El reverso indisociable de esta
Unidad negativa, resultado de un conocimiento fraudulento, es el
autorreconocimiento de uno mismo como Unidad necesariamente positiva. El objeto
de conocimiento es naturalmente malo; el sujeto de conocimiento es naturalmente
bueno. Se trata de una oposición binaria elemental que asume habitualmente la
forma de una contradicción entre distancias o, lo que es lo mismo, entre
pronombres personales: nosotros/ellos. "Nosotros los cristianos",
"ellos los musulmanes". "Nosotros" estamos cerca, nos
reconocemos recíprocamente, tenemos principios y valores; "ellos"
están siempre lejos, aunque compartan nuestras ciudades y nuestra nacionalidad,
son oscuros, indiscernibles entre sí y siempre amenazadores.
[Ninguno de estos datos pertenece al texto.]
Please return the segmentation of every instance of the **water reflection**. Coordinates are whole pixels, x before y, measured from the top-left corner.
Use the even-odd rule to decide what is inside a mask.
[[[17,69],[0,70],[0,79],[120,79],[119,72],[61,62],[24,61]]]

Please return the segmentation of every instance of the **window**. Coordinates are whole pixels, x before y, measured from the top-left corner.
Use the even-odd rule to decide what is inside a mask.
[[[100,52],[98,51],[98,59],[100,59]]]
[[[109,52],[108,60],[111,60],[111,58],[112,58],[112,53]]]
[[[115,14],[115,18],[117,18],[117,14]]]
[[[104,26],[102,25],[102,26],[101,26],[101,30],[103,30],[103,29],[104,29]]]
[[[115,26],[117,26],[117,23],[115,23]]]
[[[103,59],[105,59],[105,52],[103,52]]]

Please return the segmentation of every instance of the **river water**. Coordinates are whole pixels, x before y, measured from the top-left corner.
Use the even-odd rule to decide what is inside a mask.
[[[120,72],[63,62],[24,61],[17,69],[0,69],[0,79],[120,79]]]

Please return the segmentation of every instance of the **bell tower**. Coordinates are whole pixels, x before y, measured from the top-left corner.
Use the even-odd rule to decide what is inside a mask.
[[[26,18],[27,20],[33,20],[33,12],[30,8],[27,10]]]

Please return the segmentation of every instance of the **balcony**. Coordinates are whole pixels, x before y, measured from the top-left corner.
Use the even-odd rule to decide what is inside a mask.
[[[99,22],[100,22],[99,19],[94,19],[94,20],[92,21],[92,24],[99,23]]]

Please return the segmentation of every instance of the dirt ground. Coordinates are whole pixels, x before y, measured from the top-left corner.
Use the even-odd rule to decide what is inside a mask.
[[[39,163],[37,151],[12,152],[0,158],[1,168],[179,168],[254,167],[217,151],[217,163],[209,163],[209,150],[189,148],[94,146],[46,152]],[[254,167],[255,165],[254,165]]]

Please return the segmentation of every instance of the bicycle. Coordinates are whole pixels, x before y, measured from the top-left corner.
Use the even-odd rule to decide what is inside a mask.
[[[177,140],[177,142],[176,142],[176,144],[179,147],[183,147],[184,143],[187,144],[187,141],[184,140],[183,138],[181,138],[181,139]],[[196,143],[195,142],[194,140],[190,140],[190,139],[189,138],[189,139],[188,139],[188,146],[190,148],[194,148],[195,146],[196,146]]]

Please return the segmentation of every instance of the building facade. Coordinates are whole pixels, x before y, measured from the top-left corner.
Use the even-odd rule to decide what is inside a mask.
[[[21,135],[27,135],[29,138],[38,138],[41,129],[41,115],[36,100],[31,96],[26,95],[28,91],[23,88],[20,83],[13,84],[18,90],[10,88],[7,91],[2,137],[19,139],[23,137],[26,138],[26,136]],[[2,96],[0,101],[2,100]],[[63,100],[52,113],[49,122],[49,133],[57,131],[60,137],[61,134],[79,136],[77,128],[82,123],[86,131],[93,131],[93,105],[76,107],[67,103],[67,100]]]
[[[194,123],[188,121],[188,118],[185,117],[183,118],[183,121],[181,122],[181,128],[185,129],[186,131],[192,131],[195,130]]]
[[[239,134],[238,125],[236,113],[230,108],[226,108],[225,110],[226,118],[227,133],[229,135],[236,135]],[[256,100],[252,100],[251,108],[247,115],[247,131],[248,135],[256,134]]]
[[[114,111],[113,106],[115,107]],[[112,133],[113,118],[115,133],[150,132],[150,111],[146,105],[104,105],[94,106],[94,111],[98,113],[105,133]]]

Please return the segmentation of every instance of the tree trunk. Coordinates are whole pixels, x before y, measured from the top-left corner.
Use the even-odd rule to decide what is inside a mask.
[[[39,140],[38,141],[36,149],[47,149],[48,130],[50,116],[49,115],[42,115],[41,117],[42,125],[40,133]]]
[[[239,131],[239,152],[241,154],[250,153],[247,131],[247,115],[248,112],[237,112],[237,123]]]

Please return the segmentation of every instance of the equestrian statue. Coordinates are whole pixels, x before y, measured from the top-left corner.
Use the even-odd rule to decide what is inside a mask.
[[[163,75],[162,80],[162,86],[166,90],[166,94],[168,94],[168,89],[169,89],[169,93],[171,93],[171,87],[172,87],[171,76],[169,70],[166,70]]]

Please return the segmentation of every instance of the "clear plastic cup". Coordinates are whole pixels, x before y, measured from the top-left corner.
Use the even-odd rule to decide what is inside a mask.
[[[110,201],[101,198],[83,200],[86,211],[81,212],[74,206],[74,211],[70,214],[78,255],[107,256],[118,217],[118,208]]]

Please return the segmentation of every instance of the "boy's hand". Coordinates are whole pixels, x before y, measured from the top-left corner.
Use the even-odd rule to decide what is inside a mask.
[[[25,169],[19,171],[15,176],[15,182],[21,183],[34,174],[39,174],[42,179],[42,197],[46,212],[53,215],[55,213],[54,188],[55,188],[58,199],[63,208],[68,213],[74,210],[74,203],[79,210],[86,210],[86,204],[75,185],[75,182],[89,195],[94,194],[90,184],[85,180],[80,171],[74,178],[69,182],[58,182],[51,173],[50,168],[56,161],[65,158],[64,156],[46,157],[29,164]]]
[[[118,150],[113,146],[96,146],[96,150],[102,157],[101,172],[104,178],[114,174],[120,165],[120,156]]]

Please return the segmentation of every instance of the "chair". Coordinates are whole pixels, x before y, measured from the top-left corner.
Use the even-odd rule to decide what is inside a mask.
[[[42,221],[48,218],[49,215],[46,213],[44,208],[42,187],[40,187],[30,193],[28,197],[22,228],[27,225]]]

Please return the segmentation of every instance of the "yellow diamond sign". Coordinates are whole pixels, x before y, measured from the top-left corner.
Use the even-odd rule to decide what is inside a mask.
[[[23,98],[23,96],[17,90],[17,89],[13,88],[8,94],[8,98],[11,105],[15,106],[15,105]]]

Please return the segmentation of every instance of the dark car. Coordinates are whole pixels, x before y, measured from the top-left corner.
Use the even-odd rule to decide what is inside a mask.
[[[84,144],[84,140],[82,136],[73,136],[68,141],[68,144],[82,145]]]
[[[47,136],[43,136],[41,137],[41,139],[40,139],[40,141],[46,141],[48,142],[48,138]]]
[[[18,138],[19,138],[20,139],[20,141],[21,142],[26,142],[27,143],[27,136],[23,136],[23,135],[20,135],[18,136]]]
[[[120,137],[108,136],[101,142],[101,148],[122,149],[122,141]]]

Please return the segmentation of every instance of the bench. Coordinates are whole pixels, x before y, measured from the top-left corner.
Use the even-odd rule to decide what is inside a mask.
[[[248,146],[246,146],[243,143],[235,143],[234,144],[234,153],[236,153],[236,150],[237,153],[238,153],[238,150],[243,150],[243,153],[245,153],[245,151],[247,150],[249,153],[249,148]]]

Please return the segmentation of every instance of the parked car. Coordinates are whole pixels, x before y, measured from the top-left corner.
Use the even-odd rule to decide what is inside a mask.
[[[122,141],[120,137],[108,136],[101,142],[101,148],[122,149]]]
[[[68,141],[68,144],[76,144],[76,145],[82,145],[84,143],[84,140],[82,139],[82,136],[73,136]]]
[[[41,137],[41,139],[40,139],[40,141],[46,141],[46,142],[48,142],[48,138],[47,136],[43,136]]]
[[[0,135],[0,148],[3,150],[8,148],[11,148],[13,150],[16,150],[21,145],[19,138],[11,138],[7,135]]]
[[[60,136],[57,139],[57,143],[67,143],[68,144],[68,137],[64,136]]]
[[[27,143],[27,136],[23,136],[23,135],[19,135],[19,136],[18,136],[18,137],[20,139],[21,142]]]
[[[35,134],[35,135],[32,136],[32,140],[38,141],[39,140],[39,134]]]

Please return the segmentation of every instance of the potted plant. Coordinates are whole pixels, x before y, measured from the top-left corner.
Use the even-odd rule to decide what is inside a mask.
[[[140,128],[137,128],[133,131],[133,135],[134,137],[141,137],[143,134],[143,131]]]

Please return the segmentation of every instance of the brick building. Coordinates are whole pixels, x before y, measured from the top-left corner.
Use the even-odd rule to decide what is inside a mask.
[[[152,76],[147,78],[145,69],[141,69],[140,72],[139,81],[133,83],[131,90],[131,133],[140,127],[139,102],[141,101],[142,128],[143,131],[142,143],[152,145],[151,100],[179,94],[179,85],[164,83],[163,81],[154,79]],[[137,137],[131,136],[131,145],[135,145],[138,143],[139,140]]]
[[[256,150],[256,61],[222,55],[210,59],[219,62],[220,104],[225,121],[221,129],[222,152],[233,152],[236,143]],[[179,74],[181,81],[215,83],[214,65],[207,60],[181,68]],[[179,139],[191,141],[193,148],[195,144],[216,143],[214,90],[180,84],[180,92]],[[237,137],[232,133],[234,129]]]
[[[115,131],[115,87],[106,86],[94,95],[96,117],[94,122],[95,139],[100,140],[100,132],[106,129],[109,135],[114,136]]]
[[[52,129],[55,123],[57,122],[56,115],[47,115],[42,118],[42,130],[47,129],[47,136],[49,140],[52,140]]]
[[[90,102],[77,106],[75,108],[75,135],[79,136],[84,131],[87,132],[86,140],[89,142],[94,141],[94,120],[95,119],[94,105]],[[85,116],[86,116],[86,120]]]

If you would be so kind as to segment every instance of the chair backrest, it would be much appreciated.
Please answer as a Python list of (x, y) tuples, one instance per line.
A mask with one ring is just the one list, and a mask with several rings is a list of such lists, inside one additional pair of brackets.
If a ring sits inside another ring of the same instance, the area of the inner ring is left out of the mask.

Si hay algo
eterno, inmutable, difícil de cambiar, como sabemos, es precisamente este juego
fatal, preñado de íntimo casticismo colonial, que acompaña a las "guerras
de religión". Cada vez que un europeo se deja arrastrar por él se hermana
con los islamistas que dice combatir, se separa de la ciudadanía democrática y
retrocede varios siglos en la comprensión política del mundo.
Todo está mal en las
declaraciones de Feijóo tras el horrible asesinato en Algeciras de un sacristán
a manos de un marroquí. Pero todo lo que está mal en esas declaraciones tiene
que ver con este marco de islamofobia espontánea; es decir, de espontánea
reivindicación etnocéntrica de la propia Unidad Positiva. Feijóo dice de
entrada que el "terrorismo islámico" es un "problema de la
sociedad europea". No. El terrorismo islamista es un problema que afecta
fundamentalmente a las sociedades musulmanas, en África y en Asia. Aprobado o
celebrado por un porcentaje de la población muy pequeño (en torno al 3%, muy
inferior al apoyo que reciben en Europa los partidos de ultraderecha), sus
víctimas son mayoritariamente musulmanas: en 2018, por ejemplo, uno de los años
de máxima actividad yihadista en el mundo, solo un 0,4 de esas víctimas se
produjeron en suelo europeo: el 90% perdieron la vida en Irak, en Nigeria,
Somalia, Siria, Afganistán y Pakistán. Si Europa, como es lógico, quiere
proteger a sus ciudadanos (con independencia de sus creencias) de una fuente
potencial de amenaza debería empezar por revisar sus relaciones diplomáticas y
económicas con los regímenes teocráticos que financian a los grupos terroristas;
y dejar también de darles alas (como a hecho EEUU en distintos momentos de su
historia) en razón de sus intereses geoestratégicos. Al mismo tiempo -y esto es
quizás lo más importante- Europa debería tomarse en serio la libertad de culto,
la integración de las minorías y el respeto de los derechos humanos. Siempre
habrá algún loco o algún fanático dispuesto a hacer un disparate, pero es
también un disparate creer que algún dispositivo securitario, y más si está
orientado contra una minoría en particular, podrá evitar todos los riesgos. La
islamofobia institucional, política y sociológica es en parte responsable del
terrorismo islamista. Y del retroceso en los derechos civiles en Europa.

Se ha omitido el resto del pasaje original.